Of the three that did not happen it was an event that had taken place in 2013 (Korea), a mooted new grand prix (New Jersey) and a planned returning round (Mexico).

The Korean Grand Prix, set to enter its fifth running, had not developed as initially anticipated upon joining the calendar in 2010.

A grandiose plan to build a city around the circuit did not materialise and a fanbase had not been established, a drawback accentuated – or perhaps facilitated – by the venue’s rural location.

It was given an early-season back-to-back slot with China that indicated it was unlikely to take place, heightened by rumours that race promoters could no longer afford the sanctioning fee.  

Formula 1’s ambitions to introduce a second grand prix in the United States have been well-documented and in the early 2010s there was a sustained attempt to bring the championship to the streets of New Jersey, with New York City’s iconic skyline as a backdrop.

A Red Bull demonstration run was as far as Formula 1 got on the eastern seaboard

But the project hit several roadblocks and, while a circuit layout was drawn up, the fact it was listed as the second of a triple header that involved Monaco and Canada did not augur well. It was, after all, not the first time the event had been included on a draft calendar.
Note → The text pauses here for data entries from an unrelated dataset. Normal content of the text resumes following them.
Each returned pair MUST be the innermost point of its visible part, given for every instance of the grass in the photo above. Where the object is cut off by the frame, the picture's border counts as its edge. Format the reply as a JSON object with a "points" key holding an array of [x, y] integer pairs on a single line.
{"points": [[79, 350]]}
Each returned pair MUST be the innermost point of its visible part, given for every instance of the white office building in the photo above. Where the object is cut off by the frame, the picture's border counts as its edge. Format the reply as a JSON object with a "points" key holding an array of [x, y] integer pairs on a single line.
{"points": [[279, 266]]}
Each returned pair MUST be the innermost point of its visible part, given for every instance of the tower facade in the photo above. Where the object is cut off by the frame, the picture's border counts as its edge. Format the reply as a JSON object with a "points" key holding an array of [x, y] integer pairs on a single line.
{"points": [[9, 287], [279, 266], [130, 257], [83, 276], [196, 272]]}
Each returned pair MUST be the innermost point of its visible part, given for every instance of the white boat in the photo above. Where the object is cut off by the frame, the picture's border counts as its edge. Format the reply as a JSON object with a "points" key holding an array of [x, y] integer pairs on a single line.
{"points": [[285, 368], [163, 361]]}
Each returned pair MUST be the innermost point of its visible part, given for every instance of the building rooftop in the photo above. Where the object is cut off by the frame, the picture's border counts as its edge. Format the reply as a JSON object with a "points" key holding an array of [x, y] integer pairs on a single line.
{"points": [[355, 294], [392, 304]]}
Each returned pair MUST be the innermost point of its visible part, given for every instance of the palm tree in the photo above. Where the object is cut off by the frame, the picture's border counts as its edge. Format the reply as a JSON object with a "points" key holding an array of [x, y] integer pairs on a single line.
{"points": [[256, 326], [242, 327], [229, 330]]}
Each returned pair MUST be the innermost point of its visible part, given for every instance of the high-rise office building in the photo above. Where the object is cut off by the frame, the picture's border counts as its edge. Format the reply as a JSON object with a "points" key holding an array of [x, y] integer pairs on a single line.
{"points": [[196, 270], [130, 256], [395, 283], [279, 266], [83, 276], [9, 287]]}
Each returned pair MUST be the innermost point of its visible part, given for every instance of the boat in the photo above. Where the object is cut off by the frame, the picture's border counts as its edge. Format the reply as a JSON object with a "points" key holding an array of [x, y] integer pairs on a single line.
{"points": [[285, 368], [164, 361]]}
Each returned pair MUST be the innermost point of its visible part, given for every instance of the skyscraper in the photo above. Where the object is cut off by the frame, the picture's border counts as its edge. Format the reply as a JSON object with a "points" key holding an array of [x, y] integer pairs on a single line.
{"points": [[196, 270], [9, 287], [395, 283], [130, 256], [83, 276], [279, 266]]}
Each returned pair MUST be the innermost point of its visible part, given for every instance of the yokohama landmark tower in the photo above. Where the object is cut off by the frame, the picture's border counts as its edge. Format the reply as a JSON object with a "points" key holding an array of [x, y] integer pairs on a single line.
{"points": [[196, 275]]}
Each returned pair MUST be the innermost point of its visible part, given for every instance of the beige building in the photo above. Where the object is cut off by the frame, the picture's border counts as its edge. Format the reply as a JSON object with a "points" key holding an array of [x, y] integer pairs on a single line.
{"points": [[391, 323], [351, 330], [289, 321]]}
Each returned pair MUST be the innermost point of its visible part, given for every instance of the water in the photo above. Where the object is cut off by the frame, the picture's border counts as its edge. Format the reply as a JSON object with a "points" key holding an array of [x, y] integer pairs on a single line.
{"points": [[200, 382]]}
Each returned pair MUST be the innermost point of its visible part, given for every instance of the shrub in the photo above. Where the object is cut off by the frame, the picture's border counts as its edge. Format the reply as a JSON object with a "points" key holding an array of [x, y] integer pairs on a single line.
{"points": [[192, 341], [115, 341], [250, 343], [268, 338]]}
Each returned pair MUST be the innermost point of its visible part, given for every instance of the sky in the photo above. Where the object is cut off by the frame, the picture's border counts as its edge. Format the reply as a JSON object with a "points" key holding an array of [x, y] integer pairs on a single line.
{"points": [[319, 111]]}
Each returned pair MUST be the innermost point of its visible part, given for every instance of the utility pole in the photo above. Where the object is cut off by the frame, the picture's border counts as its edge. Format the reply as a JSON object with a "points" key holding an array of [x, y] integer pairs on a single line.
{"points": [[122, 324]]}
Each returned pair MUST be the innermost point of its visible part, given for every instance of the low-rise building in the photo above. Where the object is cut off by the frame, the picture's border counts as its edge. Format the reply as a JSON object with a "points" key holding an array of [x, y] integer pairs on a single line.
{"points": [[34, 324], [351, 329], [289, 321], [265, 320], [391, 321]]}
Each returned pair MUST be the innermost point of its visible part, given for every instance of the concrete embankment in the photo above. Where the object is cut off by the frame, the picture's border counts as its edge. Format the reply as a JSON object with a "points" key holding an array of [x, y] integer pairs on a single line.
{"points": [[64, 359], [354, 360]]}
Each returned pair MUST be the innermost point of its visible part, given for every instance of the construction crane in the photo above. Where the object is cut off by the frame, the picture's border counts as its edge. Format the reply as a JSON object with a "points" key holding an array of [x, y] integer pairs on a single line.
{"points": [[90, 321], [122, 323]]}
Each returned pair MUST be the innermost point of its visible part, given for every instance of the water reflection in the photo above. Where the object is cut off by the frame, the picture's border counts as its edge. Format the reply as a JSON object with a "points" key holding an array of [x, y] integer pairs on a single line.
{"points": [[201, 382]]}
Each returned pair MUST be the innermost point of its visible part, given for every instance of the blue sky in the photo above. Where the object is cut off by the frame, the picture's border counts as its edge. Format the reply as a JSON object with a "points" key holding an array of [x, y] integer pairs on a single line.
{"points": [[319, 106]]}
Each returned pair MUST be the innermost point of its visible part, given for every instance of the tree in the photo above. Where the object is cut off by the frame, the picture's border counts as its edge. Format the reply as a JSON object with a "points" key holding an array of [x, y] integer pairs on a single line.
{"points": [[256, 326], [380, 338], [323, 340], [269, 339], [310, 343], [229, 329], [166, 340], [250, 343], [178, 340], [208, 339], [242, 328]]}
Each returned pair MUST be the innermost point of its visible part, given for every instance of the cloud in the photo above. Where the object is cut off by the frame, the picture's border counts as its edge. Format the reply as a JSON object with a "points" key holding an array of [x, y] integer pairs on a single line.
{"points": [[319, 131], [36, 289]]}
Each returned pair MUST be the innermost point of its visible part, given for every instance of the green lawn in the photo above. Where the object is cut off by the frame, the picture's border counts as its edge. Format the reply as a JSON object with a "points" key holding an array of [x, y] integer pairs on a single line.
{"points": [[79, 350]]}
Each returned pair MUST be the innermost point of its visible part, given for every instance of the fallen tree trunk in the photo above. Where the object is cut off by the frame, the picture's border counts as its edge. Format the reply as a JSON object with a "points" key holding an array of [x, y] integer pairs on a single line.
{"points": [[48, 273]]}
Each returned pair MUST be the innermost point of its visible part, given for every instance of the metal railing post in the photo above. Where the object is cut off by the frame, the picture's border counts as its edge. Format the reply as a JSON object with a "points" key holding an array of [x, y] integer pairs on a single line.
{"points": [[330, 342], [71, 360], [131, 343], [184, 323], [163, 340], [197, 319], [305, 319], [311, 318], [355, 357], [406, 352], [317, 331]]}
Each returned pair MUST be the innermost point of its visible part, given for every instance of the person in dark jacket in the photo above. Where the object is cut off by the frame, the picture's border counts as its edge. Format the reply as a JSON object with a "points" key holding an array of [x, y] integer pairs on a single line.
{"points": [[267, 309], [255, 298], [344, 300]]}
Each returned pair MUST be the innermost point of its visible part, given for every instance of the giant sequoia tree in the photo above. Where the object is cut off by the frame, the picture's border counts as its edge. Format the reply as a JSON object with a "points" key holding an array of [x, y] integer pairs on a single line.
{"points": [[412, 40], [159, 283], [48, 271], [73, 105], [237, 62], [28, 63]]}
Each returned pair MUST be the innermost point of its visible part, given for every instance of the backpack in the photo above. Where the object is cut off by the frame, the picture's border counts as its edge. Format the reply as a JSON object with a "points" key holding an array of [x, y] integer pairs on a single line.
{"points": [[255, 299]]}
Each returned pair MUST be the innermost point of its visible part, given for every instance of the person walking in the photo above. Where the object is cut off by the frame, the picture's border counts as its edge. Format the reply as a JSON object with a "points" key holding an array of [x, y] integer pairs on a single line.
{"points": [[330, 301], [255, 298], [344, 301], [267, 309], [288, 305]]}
Mexico had last appeared on the schedule in 1992 and it was handed a date as the penultimate event, to run back-to-back with Austin, but even so organisers faced an uphill challenge to upgrade the facilities and make necessary changes to the circuit layout in time.

By the time the FIA’s WMSC reconvened in December to approve a finalised calendar the group of 22 rounds had, to the surprise of very few people, been reduced to 19. A few events had, after all, been included on the draft roster to placate certain people and parties.

Korea was gone. It was very briefly included on a draft 2015 schedule but swiftly axed and Formula 1 has not since returned to the country.

New Jersey was also gone – and the dream of Formula 1 racing there remained thus. CVC Capital Partners and Bernie Ecclestone may now be gone from the scene but current Commercial Rights Holder Liberty Media have carried the torch of trying to introduce a second US event. It has yet to be lit.

Mexico was another event dropped though its absence had a happier ending; promoters made the necessary changes and in 2015 the grand prix returned to the roster, since going on to win the best event award for five successive years.

Formula 1 has occasionally mentioned expanding to as many as 25 grands prix per season but, given its fortunes, will it ever manage to get 22 races into one year?